Random links of the hour

First, an interesting article from the Telegraph, dating from back in May, which I’ve only read recently. Apparently, the United States had ordered some $400 million of weapons and ammunition from Russia (!) to equip Hamid Karzai’s army:

Pentagon chiefs have asked arms suppliers for a quote on a vast amount of ordnance, including more than 78 million rounds of AK47 ammunition, 100,000 rocket-propelled grenades and 12,000 tank shells - equivalent to about 15 times the British Army’s annual requirements.

I suppose that given the choice between refitting the Afghan army to NATO standards, increasing American troop presence to combat increasing Taliban activity, and placing a massive order with Rosoboronexport, the Pentagon decided that the latter was the least painful option. The size of the order, apparently, caused a notable rise in the market price of the 7.62×39 ammunition.

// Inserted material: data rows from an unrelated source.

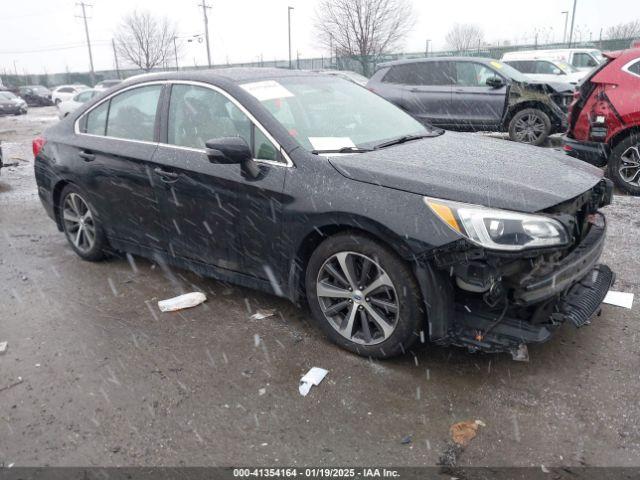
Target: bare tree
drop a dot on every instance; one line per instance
(624, 30)
(144, 40)
(364, 29)
(466, 36)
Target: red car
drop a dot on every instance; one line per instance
(604, 119)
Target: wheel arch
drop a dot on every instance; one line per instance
(623, 135)
(56, 198)
(518, 107)
(320, 231)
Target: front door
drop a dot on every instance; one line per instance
(473, 102)
(428, 91)
(215, 213)
(114, 150)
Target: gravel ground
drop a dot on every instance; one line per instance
(106, 379)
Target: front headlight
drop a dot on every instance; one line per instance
(499, 229)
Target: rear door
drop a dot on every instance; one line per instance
(427, 89)
(114, 150)
(474, 103)
(214, 213)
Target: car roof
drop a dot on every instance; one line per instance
(236, 75)
(435, 59)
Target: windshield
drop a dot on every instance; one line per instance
(566, 68)
(328, 113)
(509, 71)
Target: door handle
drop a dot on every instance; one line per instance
(87, 156)
(167, 177)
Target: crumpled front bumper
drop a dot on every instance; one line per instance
(570, 270)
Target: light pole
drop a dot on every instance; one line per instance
(175, 52)
(573, 19)
(289, 24)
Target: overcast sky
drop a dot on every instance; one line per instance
(45, 35)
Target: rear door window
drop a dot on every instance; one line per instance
(132, 114)
(421, 74)
(635, 68)
(471, 74)
(523, 66)
(546, 68)
(582, 60)
(96, 121)
(198, 114)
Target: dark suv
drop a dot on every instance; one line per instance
(315, 189)
(468, 93)
(36, 95)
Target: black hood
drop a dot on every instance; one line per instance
(474, 169)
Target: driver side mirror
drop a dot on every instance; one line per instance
(227, 150)
(231, 150)
(495, 82)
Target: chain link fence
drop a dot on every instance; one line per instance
(365, 66)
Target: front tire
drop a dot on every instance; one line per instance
(530, 126)
(363, 297)
(81, 224)
(624, 164)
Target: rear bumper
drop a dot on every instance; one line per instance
(596, 153)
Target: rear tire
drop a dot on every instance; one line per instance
(81, 224)
(531, 126)
(380, 321)
(624, 164)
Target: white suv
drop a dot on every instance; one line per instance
(65, 92)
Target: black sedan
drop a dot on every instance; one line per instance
(11, 104)
(317, 190)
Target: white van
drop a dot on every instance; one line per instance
(579, 58)
(545, 70)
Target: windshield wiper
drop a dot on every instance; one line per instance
(343, 150)
(407, 138)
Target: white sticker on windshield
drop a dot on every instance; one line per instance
(267, 90)
(331, 143)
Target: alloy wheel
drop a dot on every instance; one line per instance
(630, 166)
(529, 128)
(357, 298)
(78, 222)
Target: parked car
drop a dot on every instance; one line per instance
(11, 104)
(583, 59)
(107, 84)
(468, 93)
(347, 75)
(68, 106)
(65, 92)
(35, 95)
(311, 187)
(545, 70)
(604, 122)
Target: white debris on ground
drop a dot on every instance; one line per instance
(260, 314)
(311, 378)
(181, 302)
(619, 299)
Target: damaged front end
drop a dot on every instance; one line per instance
(498, 300)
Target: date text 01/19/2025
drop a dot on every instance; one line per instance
(310, 472)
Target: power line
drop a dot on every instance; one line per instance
(206, 7)
(86, 31)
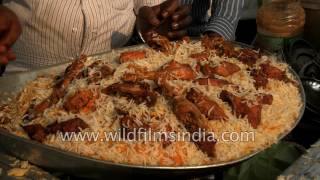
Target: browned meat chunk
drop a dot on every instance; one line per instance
(103, 72)
(259, 79)
(238, 105)
(212, 82)
(170, 71)
(139, 92)
(169, 90)
(132, 56)
(81, 101)
(211, 43)
(203, 56)
(272, 72)
(207, 147)
(71, 73)
(72, 125)
(130, 125)
(175, 70)
(139, 74)
(265, 99)
(266, 72)
(36, 132)
(189, 115)
(206, 106)
(248, 56)
(224, 69)
(254, 115)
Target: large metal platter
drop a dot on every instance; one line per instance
(59, 160)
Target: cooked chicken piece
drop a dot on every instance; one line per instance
(36, 132)
(175, 70)
(224, 69)
(211, 43)
(159, 42)
(189, 115)
(208, 107)
(103, 72)
(241, 108)
(202, 56)
(268, 71)
(139, 74)
(207, 147)
(130, 125)
(132, 56)
(71, 73)
(72, 125)
(138, 92)
(238, 105)
(170, 71)
(81, 101)
(212, 82)
(169, 90)
(265, 99)
(198, 68)
(248, 56)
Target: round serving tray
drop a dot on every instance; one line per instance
(55, 159)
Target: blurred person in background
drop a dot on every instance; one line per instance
(40, 33)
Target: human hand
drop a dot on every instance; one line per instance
(10, 30)
(169, 19)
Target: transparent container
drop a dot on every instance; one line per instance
(281, 18)
(279, 21)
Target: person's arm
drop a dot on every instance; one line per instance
(140, 3)
(225, 17)
(168, 18)
(10, 30)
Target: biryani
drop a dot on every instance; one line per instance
(207, 89)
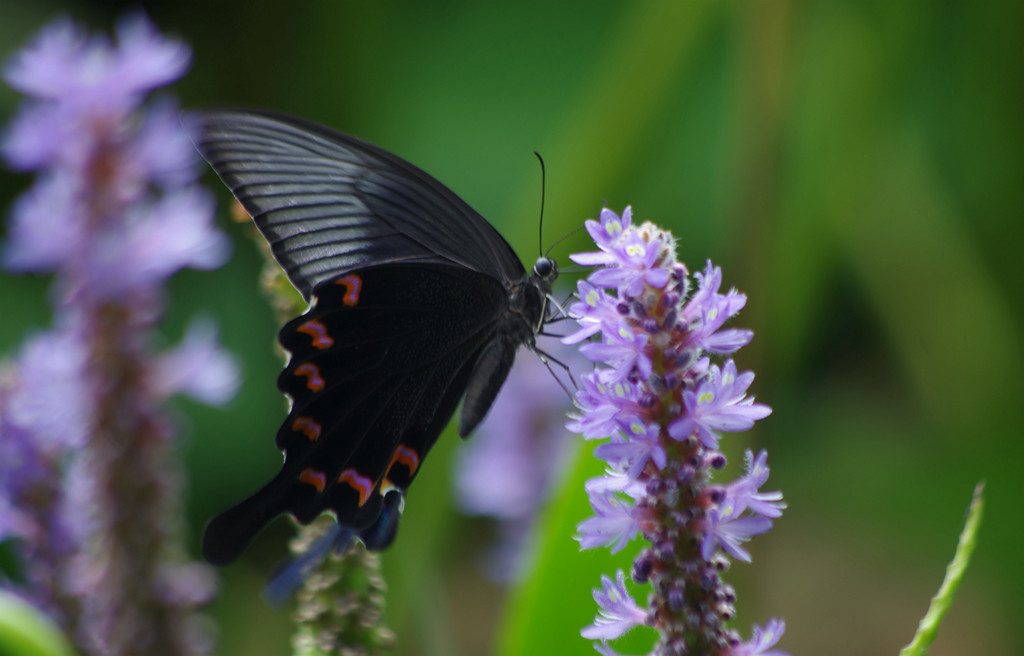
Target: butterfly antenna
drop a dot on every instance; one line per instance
(540, 224)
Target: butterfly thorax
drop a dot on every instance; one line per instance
(528, 299)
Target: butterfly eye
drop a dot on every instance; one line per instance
(545, 267)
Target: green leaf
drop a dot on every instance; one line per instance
(929, 626)
(547, 610)
(25, 630)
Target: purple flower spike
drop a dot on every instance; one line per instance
(617, 611)
(88, 475)
(664, 404)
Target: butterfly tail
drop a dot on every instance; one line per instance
(227, 534)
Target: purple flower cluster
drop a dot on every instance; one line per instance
(88, 483)
(663, 405)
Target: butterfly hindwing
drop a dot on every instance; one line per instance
(416, 303)
(373, 381)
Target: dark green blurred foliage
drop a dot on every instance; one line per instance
(856, 168)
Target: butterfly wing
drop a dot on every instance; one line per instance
(330, 204)
(417, 302)
(378, 366)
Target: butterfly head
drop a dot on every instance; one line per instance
(546, 269)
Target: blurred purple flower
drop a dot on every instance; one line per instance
(89, 481)
(619, 612)
(508, 469)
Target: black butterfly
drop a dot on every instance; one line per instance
(416, 303)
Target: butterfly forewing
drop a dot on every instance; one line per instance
(417, 303)
(329, 203)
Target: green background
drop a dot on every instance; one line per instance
(857, 169)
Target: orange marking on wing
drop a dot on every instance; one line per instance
(308, 426)
(317, 332)
(311, 372)
(352, 285)
(360, 484)
(314, 478)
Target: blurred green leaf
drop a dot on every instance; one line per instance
(27, 631)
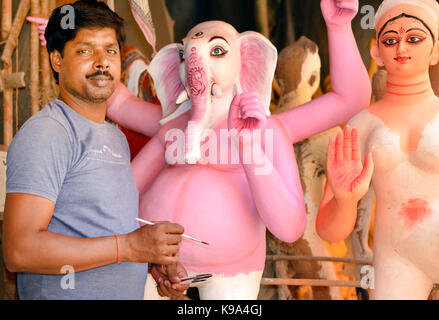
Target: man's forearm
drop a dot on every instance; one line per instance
(47, 253)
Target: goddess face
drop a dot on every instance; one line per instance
(406, 47)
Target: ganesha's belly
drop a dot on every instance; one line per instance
(215, 207)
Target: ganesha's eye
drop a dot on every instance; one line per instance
(218, 52)
(181, 53)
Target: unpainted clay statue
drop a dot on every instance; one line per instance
(298, 74)
(396, 137)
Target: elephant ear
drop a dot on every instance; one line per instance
(164, 70)
(258, 65)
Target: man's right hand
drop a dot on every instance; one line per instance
(158, 244)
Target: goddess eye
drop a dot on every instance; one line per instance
(84, 51)
(390, 42)
(415, 39)
(218, 52)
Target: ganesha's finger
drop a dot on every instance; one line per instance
(339, 147)
(331, 152)
(234, 111)
(356, 151)
(366, 174)
(37, 20)
(252, 111)
(347, 147)
(252, 101)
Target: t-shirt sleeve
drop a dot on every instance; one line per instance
(38, 159)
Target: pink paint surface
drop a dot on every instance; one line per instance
(415, 211)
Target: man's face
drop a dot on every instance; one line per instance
(91, 65)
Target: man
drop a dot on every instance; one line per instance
(71, 200)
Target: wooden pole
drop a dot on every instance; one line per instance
(34, 59)
(8, 279)
(8, 94)
(12, 38)
(310, 282)
(310, 258)
(46, 92)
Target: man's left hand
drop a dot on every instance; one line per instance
(168, 279)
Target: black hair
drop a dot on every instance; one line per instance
(404, 15)
(87, 14)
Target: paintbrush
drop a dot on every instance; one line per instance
(196, 279)
(184, 235)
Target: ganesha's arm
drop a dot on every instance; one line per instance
(276, 187)
(133, 113)
(351, 90)
(148, 163)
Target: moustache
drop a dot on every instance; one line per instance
(100, 73)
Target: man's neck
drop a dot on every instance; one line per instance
(95, 112)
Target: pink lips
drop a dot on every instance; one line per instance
(402, 59)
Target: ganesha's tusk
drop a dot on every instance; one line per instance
(182, 97)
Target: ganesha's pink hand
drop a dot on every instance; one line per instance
(247, 112)
(339, 12)
(347, 177)
(42, 25)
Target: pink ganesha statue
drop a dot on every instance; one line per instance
(218, 164)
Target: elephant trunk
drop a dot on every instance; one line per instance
(199, 89)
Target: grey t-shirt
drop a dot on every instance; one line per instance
(84, 168)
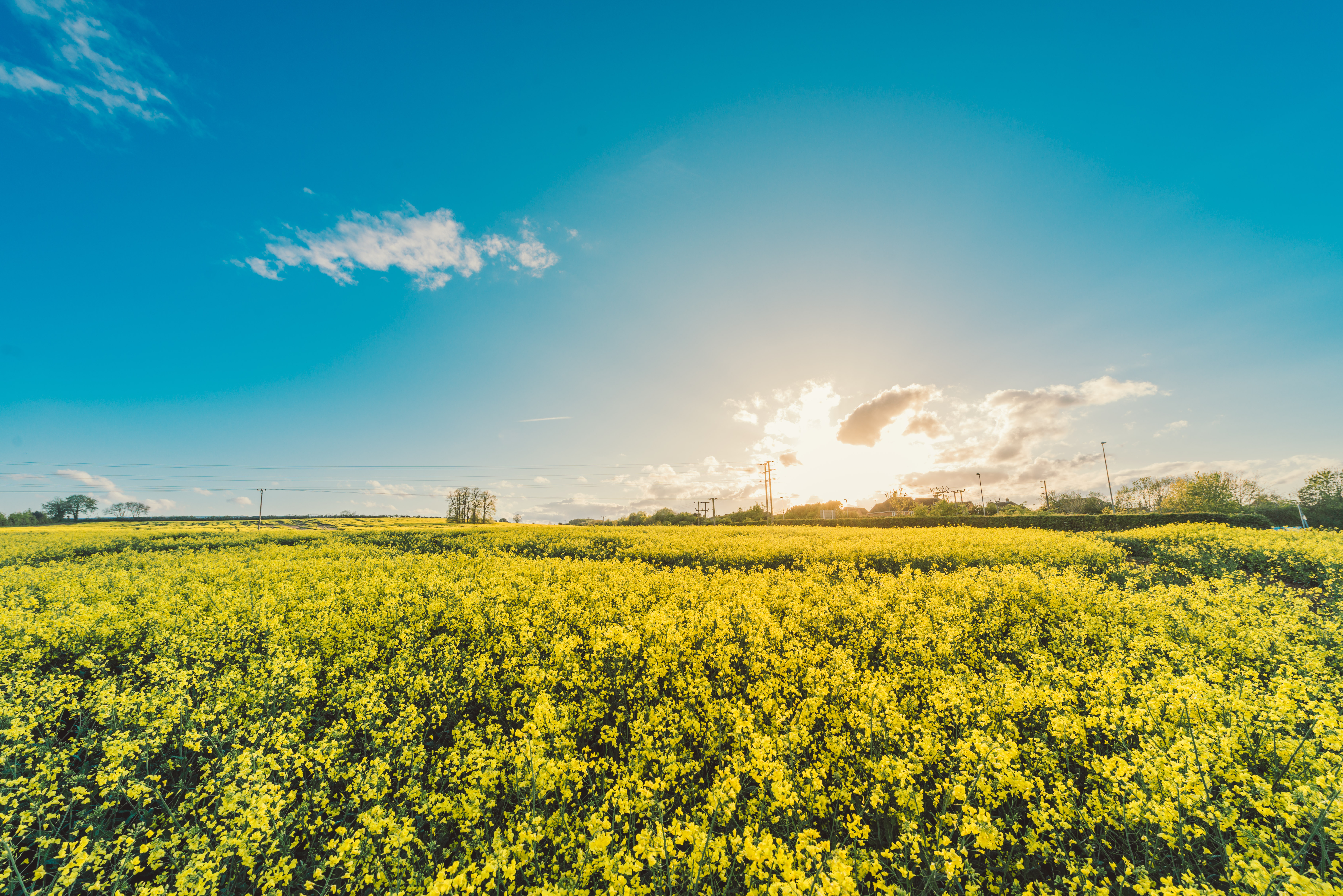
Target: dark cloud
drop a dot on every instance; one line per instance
(867, 421)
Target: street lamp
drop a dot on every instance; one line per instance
(1107, 475)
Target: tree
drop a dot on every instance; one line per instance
(472, 506)
(896, 499)
(1322, 488)
(1322, 498)
(57, 508)
(942, 508)
(1145, 494)
(1078, 503)
(1212, 492)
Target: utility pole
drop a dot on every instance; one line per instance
(1107, 475)
(767, 479)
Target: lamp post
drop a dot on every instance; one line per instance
(1107, 475)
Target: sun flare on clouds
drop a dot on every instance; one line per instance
(914, 437)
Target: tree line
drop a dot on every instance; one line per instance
(472, 506)
(72, 507)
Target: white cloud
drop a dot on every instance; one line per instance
(112, 494)
(405, 491)
(1024, 418)
(261, 268)
(429, 246)
(867, 421)
(927, 424)
(92, 65)
(88, 479)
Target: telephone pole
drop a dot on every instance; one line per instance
(1107, 475)
(767, 480)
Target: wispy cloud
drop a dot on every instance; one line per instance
(91, 64)
(1027, 417)
(112, 494)
(430, 248)
(88, 479)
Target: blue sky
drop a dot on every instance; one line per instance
(358, 256)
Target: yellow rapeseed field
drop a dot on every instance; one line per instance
(669, 712)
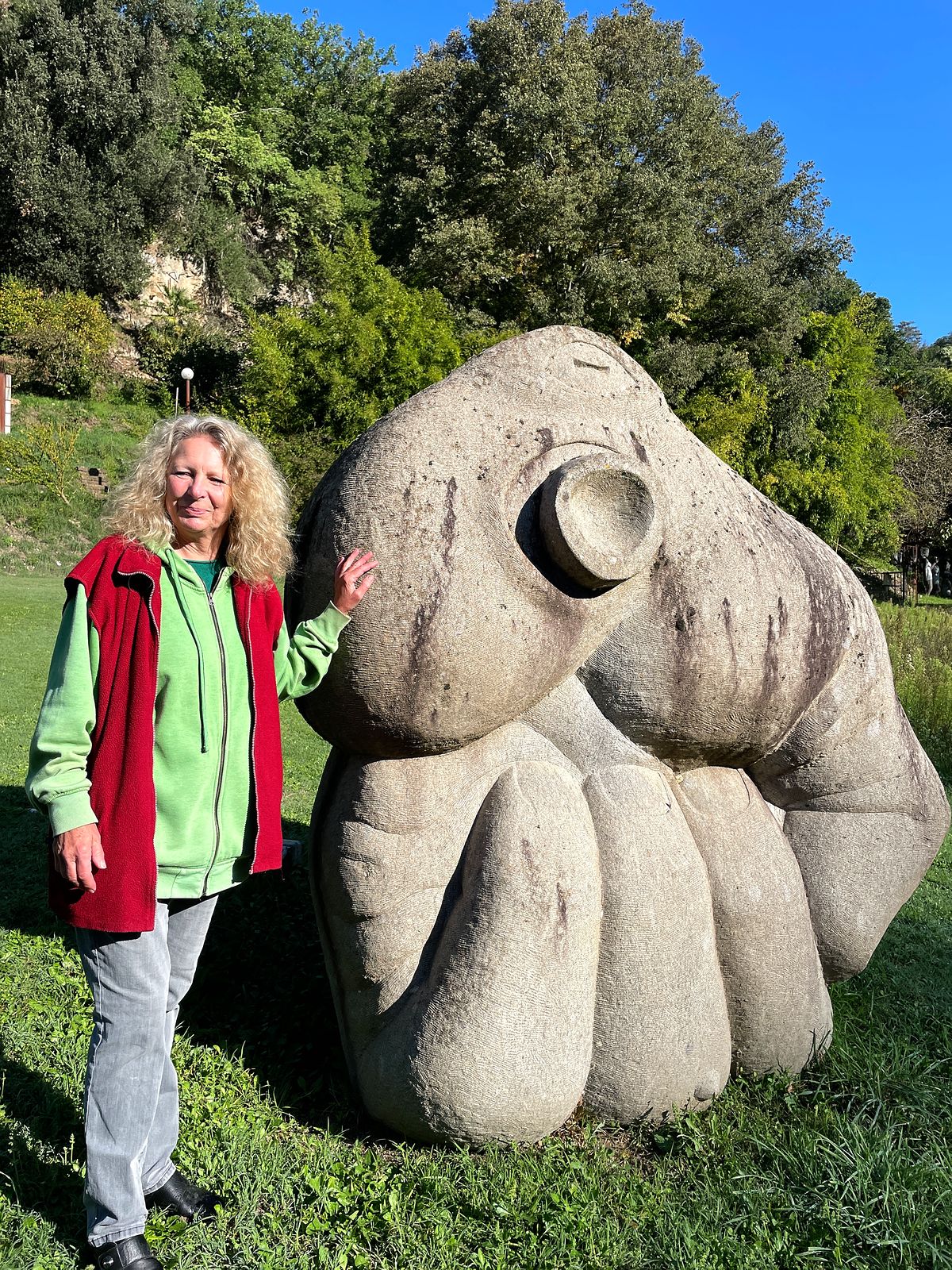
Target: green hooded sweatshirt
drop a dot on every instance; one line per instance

The BBC has a pair of stories about the experiences of two families, Sunni and Shia, displaced by the fighting in Baghdad. I am wondering how the neocons sleep at night…

Jumping to a totally unrelated subject: Firefox 3 alphas are out, and the Mozilla hackers have started working on Gecko 2, which presumably will be the basis for Firefox 4. It looks like they are planning to integrate Adobe’s recently-opensourced JIT javascript engine, reduce unnecessary uses of XPCOM, and finally break some of the more braindead Mozilla APIs.

Beyond3D has a fascinating article about John Carmack’s legendary InvSqrt() function. Apparently Carmack got it from some of the Indy-era SGI hackers. I have always been amazed by the quality of the graphics that the (by all measures horribly slow) Indy hardware was capable of displaying. The answer seems to be that SGI had a team of genius coders.

Finally, for your reading pleasures, two classic examples of interwebs horror: Ted’s Caving Page and the Dionaea House.